| Something that would massively improve language models ability to reason is whiteboarding. Being trained to make, review, improve, and add to notes. While maintaining a consistent goal. I am unaware of anyone who can reason to any serious depth without a paper, computational, or actual version of a whiteboard. This doesn’t seem like a particularly challenging thing to add to current shallow (but now quite wide) reasoning models. Imagine how fast you could think if you had a mentally stable whiteboard that you could perceive as clearly as you can see, and update as fast as you can think the changes. Our brains have probably been tragically speed limited by our slow vocal & finger speeds for some time. That will take AI’s to a wide AND deep reasoning level far beyond us very quickly. Now add mental file cabinets and an AI could trivially keep track of many goals and it’s progress on them. Again, not likely to be a huge challenge to add. Now, given all that long term reasoning ability, let the AI manage instances of itself working across all the problems with speed adjusted for priority & opportunity.
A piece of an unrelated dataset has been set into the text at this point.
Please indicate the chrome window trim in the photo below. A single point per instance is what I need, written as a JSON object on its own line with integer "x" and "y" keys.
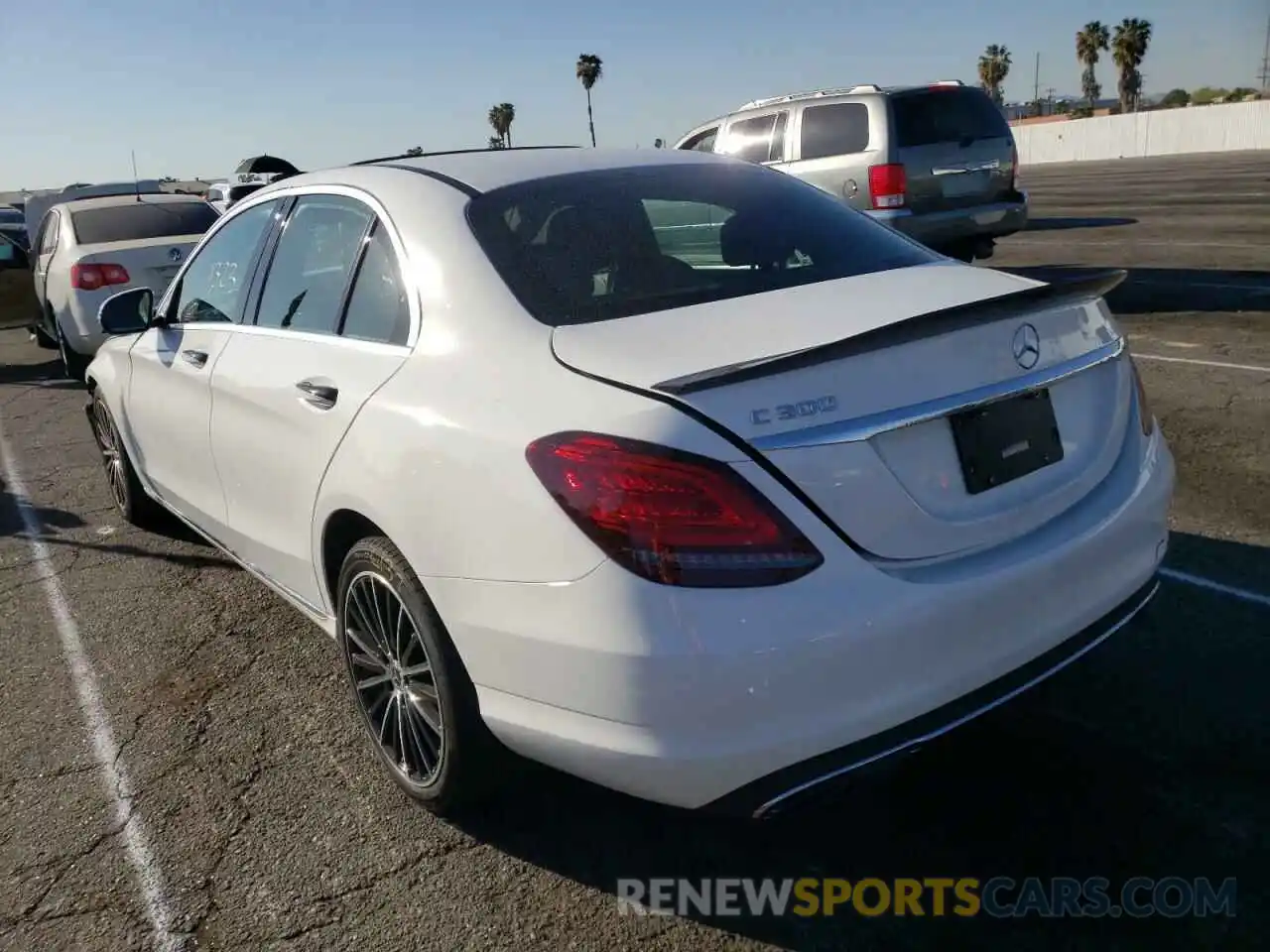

Finally, have the model record every difficult problem it solved, so it’s fast wide (non-whiteboard) abilities can be tuned, moving up level after level. Occasionally do a complete retraining on all data and problem-solution pairs. Again, straightforward scaling. Every new dimension they scale quickly surpasses us & keeps improving. At this point, IMHO, anyone pessimistic about AI has expectations far behind the exponential curve we are in. Our minds constantly try to linearize our experiences. This is the worst time in history to be doing that. |
Thinking about what I am going to draw or write on the whiteboard takes the bulk of time, not the act of drawing or writing. The "update as fast as you can think" part will likely be achieved soon with neural interface, yet it's hard to imagine that this will lead to "superintelligence" of some sort. Same for "mental file cabinets": real or digital files allow to trivially store information, and search systems allow to retrieve it pretty quickly, yet somehow Google didn't make everyone who can use it super smart.
Same goes for vocal speed: coming up with the words to describe the idea and coming up with the idea itself are different things, second being much more hard.
> At this point, IMHO, anyone pessimistic about AI has expectations far behind the exponential curve we are in.
The problem is that the crucial aspect of reasoning is missing in the state of the art models right now. We can make LLMs write to and read from files, but as long as there is a chance that any of its output will be incoherent (and there's a good of this chance now) and there is no mechanism to actually check for errors logically, the whole whiteboard architecture will be a huge demonstration of "garbage in, garbage out".